波多野家が反信長の態度を明らかにしてから約2年半。八上城は光秀の軍に囲まれ、籠城を余儀なくされる。その期間は1578(天正6)年9月から翌年6月まで、約9カ月。光秀は10回も攻め勝ったが落とせず、兵糧攻めに切り替えた。八上城内では400~500人が餓死したという。
城主の波多野秀治・秀尚・秀香(ひでたか)三兄弟は、最終的に城兵に捕えられ、光秀の元に差し出された。
もともとこの開城は、光秀からの和議の申し出がきっかけだったともいう。
この時点でまだ、丹波国内のもうひとつの敵の重要拠点、黒井城は未攻略だった。光秀としては、ここでいたずらに兵を減らすわけにはいかなかった。
■長期の籠城戦を可能にした堅城
光秀が力攻めをせず、和議で決着をつけようとした堅城。圧倒的に不利な情勢にもかかわらず、9カ月間もの籠城戦を耐えぬいたのは、どんな城だったのか。八上城は本丸を中心に、タコ足のように各方向へ伸びる細尾根に城域が広がる。特に北西と北東に伸びる2本の尾根が長くしっかりしており、そこに多くの防御施設が設けられている。
■長尾根を抜けて中枢部へ
北西尾根の先端が「鴻(こう)の巣」。残念ながら現在は草木に覆われ眺望はないが、かつて出丸があった場所だろう。その先は踏み固められたような尾根がしばらく続く。尾根からの眺望は良い。
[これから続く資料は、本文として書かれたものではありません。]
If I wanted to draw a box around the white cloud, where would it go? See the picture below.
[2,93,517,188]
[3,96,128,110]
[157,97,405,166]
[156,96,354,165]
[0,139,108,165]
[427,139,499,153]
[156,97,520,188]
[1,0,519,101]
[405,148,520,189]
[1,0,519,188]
やがて右衛門丸という曲輪に到達し、そこからは三の丸、二の丸と曲輪が段々に連続し、その間を切岸で遮断している。
■城下の平野を明智軍が埋め尽くす
二の丸は広大で、その奥の切岸上が本丸、左手奥が岡田丸。ただこの3つの曲輪は事実上、一体化している。特に二の丸と岡田丸間は、これといって障壁も落差もないし、本丸も天守台程度の広さだ。この一帯が八上城の主要部だ。
本丸周辺には、先ほどの右衛門丸とは大きく異なる規模の石垣が見られる。八上城内で、まとまった形で石垣が見られるのはここだけ。あとは「土の城」だ。
主要部は城内でも最高標高地点。眺望も良い。城下には東西に山陰道が伸びており、それを見張るのにこの城は好適地だった。しかし眼下には、光秀率いる大軍が居並ぶ。
■籠城に必須、二つの重要遺構
そして八上城の着目すべき遺構は、もうひとつの主尾根、本丸から北東に伸びる尾根とその周辺にある。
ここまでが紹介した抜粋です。